I went on to have a few more heroes in my life. Enough to know that I shouldn’t be upset anymore when one turns out to not be what he seemed, which is why I find myself surprised today that I am. He was my last real hero, and was my acting teacher in Los Angeles. He was a giver of insight and wisdom. A man of compassion that could reach the deepest levels of my soul and understand my pain and help me turn it into something positive. He was tough, yet gentle, and his students loved him. Many looked to him as the father they never had, and that was no coincidence. His own father was an alcoholic, nasty man, and Cam taught class like a man wanting to be the strong provider and emotional backbone he never had a chance to lean on. 

I learned more about people from Cam in the year I trained with him than all my previous years put together. He taught me what it was to be real, in an environment designed to learn how to pretend. It broke my heart when I ran out of money and had to quit his school, yet his parting words, though brief, were powerful enough to keep me pursuing acting for years after.

When word came out last summer that he was being accused of sexual assault of a minor, and that it had happened during that same time I studied with him years ago, I knew. I could probably pinpoint the days it happened by how he was in class. I’ll bet many of his former students could tell you they felt the same way. He had developed a bond between himself and the rest of us much like the one between a father and his children. We may not have known what was happening at the time, but we knew something was. His emotions betrayed him, and we could sense it.

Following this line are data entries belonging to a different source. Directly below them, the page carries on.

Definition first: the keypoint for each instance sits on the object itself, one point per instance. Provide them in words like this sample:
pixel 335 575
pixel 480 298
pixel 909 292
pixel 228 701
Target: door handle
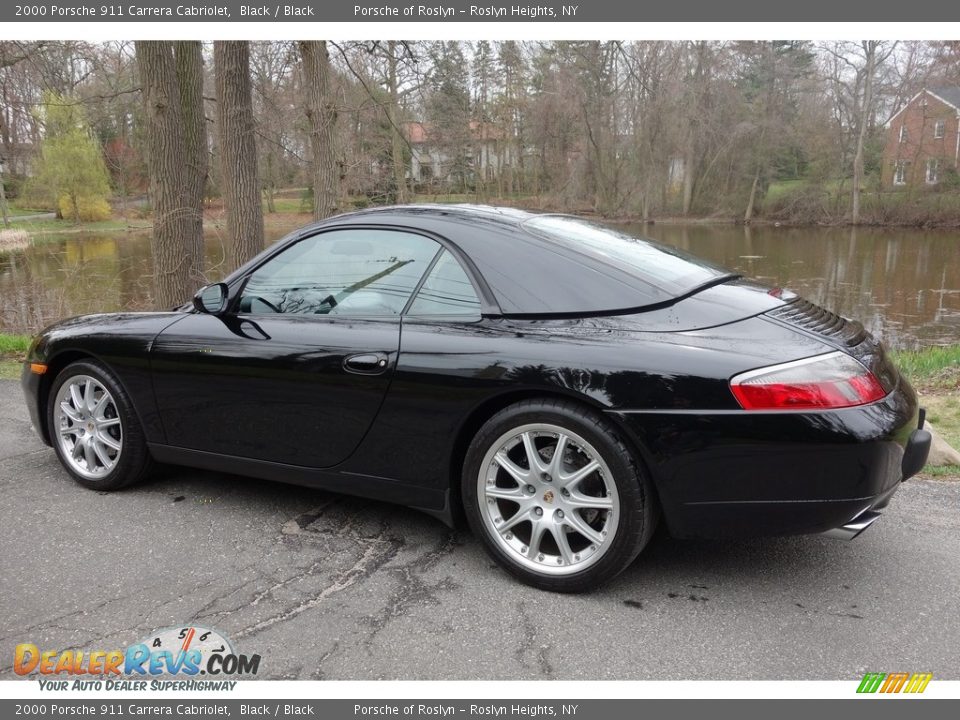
pixel 366 363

In the mid 2000s, he befriended a woman at AA and groomed her thirteen year old daughter into becoming an object of sexual gratification for himself. The young lady, after years of therapy and suggestions to come forward, finally did, and I’m proud of her. I can’t imagine the amount of pressure and stress she was under while dealing with her own trauma at the same time. The guy was a teaching legend in Hollywood with some very powerful, connected friends, and I don’t envy the process she had to go through from the beginning, to her wearing a wire to get him on tape, to the trial itself. Even now, I read new comments trashing the poor woman, calling her names, and questioning her intentions and character. Even after all the recorded evidence was presented.

Cameron Thor’s trial ended last week, and he was found guilty of committing a lewd act on a minor. He’ll be sentenced in October. 

Though my experience with him was almost a decade ago, the skills and philosophies I learned from him weave through my daily life, and thinking about him, my last hero, makes me sad. 

I know now that heroes exist because we want them, not because they are. People are just people, and we should never forget that when it comes to the choices we make. I can’t help but think that if, as individuals, we simply believe we are “good”, then it becomes too easy to justify or smooth over bad behavior. It can’t be that bad, I’m a good person!  It might behoove us to take away the black and white, to get rid of the concept of good and evil as a whole and judge our decisions as they come, each on its own. No more “good people making bad decisions.” Just people, taking life as it comes, thinking outside of ourselves, and making as many good choices as possible.